Having not celebrated victory in a stock car since 2004, he won twice in March alone, and those triumphs teamed with his series-best 12 top-10 finishes send him into Loudon with an eight-point advantage in the series standings a season after ranking as its runner-up.
He eagerly points out that his average finish of 7.8 is the best he's ever posted - two spots better than last year's 9.8 - and he's just as quick to credit team chemistry for the health of his sentiments and his standing. Joining RCR when it enveloped Kevin Harvick Inc. over the winter, Sadler was assigned a crew entirely made up of people he hadn't previously worked with, but he says they've jelled into a strong team under chief Lucas Lambert.
And - coming from operations at Gillett-Evernham and Richard Petty Motorsports where fostering such cohesion proved a problem - he's been particularly impressed by the way the entire Nationwide side of the Childress organization has worked in support of the program as a whole.
Sadler's primary competition for the circuit championship is his teammate, Austin Dillon, but he describes the twin units as "first-class teammates" who work together all week to ready their cars, then let the in-race adjustments decide the results. And the elder pilot is so focused on his role as part of the team, he's even made himself available if his nearest rival is ever in need of advice. The 22-year-old Dillon has no shortage of resources - given that his grandfather is Childress, and his father was himself a pro driver - but Sadler went to him early in the year and offered the wisdom of his 630 NASCAR starts whenever the up-and-comer ever needs it.

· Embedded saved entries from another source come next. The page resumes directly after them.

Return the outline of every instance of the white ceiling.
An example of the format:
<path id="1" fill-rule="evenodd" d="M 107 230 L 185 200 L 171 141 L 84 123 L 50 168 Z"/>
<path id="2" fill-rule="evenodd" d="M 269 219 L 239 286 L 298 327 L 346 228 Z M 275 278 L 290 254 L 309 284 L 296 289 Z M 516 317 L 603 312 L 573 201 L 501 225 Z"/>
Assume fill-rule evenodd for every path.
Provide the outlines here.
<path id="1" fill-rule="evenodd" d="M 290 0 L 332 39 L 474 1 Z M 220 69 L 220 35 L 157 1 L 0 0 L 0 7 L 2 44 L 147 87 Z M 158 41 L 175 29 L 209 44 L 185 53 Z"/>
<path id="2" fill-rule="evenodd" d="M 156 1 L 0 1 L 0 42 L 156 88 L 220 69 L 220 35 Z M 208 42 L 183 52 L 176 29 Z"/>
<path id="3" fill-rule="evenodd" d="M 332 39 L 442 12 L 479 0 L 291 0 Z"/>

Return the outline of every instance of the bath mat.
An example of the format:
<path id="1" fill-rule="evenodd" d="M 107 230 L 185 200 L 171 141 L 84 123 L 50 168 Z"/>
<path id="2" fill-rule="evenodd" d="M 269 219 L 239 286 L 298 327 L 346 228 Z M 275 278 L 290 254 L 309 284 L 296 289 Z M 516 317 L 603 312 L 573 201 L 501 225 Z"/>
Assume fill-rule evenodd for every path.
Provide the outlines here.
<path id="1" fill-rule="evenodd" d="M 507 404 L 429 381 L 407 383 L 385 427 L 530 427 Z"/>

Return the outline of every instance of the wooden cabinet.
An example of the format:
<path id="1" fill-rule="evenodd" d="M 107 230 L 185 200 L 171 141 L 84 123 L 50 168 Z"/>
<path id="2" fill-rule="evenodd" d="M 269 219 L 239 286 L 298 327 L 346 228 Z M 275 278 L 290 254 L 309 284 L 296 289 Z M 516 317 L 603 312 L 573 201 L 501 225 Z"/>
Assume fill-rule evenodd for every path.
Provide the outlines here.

"If he needs me, he knows he can rely on me, and we talk about a lot of different things," Sadler said. "So far so good on all that. It's worked out real well."
From Sadler's perspective, it'll work out best if he's able to do all that - and still able to hoist the hardware come November. "It'd mean everything in the world to me to be able to do that," he said, especially given the way competing at this level has changed since he last did it in 1998.
Back then the fields were deeper, he said, but now, with more Cup affiliations and stiffer competition at the front of the field, a finish high in the top 15 each week is no small achievement.
"In the races I was able to win this year, I had to outrun some really good racecar drivers who haul butt on Sunday; I had to outrun them on Saturday to win the race," he said. "That's definitely gratifying."
It's gratifying enough that even halfway through the second season in a two-year deal, Sadler said his primary objective isn't proving anything to anybody. He's not racing for his next contract, or racing for a return to the top-tier series where he started his engine in all but one race over 12 years. It's not about getting back there; it's about moving forward. And moving forward faster than anybody else.
"It's all about winning," he said. "This is a what-have-you-done-for-me-lately sport, and you've got to win, man. That's what it's all about."
And, as Sadler can vouch, winning sure is fun.